Quick tour#
onnx-light is a rewrite of onnx that keeps the same format and
the same API but drops protobuf along the way. It is protobuf
free, written in C++ only, and parallelized.
Protobuf#
Since the early days of ONNX, protobuf has been a recurring pain point:
frequent conflicts between the installed version and the one used by ONNX,
no way to switch from Python to C++ without going through serialization,
complex compilation since a header has to be generated first,
an API that cannot easily be extended,
a hard 2 GB message-size limitation.
So the question is simple: can we have protobuf without protobuf?
First question#
The prototype onnx/onnx#7208 demonstrated that a replacement keeping the same API and the same format, but without protobuf, is possible. The next question was whether to do a smooth rewriting or a complete rewriting from scratch. I chose to rewrite ONNX rather than modify the existing project: two ONNX implementations are better than one. Users can implement a switch and check both at the same time rather than going through major breaking changes in the original code base.
No protobuf, but also more#
Removing protobuf brings several benefits:
removes the 2 GB limitation,
enables parallelization,
allows custom loading strategies (read only part of a model without loading the entire file, control alignment, …),
adds native C++ support for weight files,
minimizes dependencies and security issues.
On top of that:
no serialization layer between Python and C++,
the same C++ and Python APIs,
no auto-generated Markdown files in the repository, so pull requests no longer modify 200 files at once.

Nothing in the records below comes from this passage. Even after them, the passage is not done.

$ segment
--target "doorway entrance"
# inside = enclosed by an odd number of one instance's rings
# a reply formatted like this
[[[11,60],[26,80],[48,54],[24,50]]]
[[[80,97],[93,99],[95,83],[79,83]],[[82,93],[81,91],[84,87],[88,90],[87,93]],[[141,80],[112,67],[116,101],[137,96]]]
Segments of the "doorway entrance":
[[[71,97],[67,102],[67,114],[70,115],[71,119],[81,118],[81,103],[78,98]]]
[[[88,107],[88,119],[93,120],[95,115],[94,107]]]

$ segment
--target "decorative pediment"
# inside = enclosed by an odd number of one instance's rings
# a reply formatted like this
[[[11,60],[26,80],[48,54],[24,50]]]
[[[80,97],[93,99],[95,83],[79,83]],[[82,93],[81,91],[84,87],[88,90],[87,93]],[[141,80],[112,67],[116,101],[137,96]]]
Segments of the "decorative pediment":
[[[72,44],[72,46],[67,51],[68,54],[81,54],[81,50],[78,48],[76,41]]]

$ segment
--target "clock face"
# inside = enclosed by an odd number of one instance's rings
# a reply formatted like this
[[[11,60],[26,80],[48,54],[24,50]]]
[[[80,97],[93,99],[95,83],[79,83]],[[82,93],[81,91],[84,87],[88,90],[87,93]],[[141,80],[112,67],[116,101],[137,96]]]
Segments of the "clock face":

Migrating existing code only requires changing the import:
import onnx_light.onnx as onnx
Other requirements#
A few other things change too:
backend tests are no longer stored as files; they are implemented as C++ functions,
backend tests are generated from a shared random test suite,
expected outputs are produced by C++ kernels,
kernels can be parallelized except for reductions, to ensure deterministic results,
flexible C++ linking: users can link only the reading / writing / serialization components, or include schemas, kernels and/or backend tests as needed.
Symbolic shape inference#
Shapes use real symbolic values instead of placeholders such as unk__0,
unk__1, …
Core pieces: take what you need#
The C++ code ships as small libraries so downstream projects link only what they need:
parse and serialize, no schema needed (1.5 Mb),
existing C++ ONNX library, no change (5 Mb),
light schema (2 Mb, not loaded as a static variable),
graph manipulations (0.6 Mb),
new shape inference (1.5 Mb),
C++ kernels (4.8 Mb),
2000+ C++ backend tests (7 Mb).
Parsing and serializing options#
data can be aligned when loading a tensor,
parallelization is possible,
onnxruntime FlatBuffers format is supported,
more secure: recursion is limited,
other scenarios can be implemented, such as a callback to allocate directly on GPU or any other memory.
Kernels#
Kernels are kept simple, with a dispatch mechanism to support all types.
Backend tests#
They are very similar to the existing ones, except they do not write any file.
Shape inference tests#
New tests are dedicated to shape inference: value_info is filled with the
expected values.
Symbolic expressions#
Expressions only use symbols, with no function calls, to keep them short. There are two divisions:
//rounds the result,/:is used when the exact result is known to be an integer.
For example, Reshape(x[N], [-1, 2]) tells us N is even, so we write
N /: 2 and not N // 2: 2 * (N /: 2) == N while 2 * (N // 2)
may differ.
Next steps#
implement a switch in ir-py to check it is compatible with
onnx_light.onnx,do the same for onnxruntime and validate the C++ API,
support more loading / saving scenarios,
expose standard graph transformations (dead-end removal, …).